# jhawkin1's transformation to cutting, bulking, and maintenance



## jhawkin1 (Jun 29, 2015)

Hi everyone,

I am beginning an online journal to stay consistent in pursuing my goal in cutting body fat, maintaining muscle as much as I can and after I reach my body fat goal, bulking and REPEAT!

I currently am a 30-year old male.  Approximately 5'7" weighing in at 155.9 pounds.  I am currently around 14-15% BF and want to get down in the single digits.  I've started a FitDay account as well to keep up with my portioning.  

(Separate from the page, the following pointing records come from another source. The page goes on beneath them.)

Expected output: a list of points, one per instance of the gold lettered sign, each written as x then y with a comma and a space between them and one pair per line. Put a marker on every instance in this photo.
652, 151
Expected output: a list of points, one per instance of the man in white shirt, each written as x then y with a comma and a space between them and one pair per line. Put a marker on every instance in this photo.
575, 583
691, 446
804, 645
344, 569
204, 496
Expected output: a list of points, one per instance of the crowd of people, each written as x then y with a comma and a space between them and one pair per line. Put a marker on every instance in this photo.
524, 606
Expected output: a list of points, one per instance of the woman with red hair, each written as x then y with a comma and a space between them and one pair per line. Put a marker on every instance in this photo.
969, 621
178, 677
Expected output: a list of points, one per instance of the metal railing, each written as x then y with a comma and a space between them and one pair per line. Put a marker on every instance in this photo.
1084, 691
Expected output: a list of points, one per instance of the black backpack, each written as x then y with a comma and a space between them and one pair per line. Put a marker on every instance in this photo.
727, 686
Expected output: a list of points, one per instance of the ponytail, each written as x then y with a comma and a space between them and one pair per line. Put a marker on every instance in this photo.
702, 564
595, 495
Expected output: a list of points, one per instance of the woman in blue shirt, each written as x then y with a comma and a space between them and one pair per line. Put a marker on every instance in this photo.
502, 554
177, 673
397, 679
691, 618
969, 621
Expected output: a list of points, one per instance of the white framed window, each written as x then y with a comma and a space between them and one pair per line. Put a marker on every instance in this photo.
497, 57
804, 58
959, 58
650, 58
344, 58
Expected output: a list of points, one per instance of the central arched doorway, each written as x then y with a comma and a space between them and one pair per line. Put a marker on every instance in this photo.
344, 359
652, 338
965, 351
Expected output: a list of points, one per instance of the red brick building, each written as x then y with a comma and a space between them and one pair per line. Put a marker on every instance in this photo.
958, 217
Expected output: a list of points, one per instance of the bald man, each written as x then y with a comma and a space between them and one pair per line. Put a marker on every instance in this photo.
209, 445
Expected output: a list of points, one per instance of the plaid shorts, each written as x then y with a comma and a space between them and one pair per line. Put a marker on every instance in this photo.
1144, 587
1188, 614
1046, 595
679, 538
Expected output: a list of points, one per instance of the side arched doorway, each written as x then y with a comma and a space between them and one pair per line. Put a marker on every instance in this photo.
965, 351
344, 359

I have a wide variety of allergies which will make this a difficult task.  I am allergic to the following foods:  


Almonds
Cow's Milk
Oranges
Watermelon
Cheese
Peaches
Sesame
Wheat
Broccoli
Cocoa
Pears
Black Tea
Yeast
Cabbage
Coconut
Mustard
Chili Pepper
Black Walnuts
and Yogurt


I am also following a 4-day Cutting Weight-Bearing Split with NO CARDIO to hang onto as much lean muscle as possible.

Day 1:  Chest and Triceps
Day 2:  Back and Biceps
Day 3:  Shoulders
Day 4:  Legs


Any gluten free, dairy free people out there I would love to hear from you!  

Thanks,


jhawkin1


----------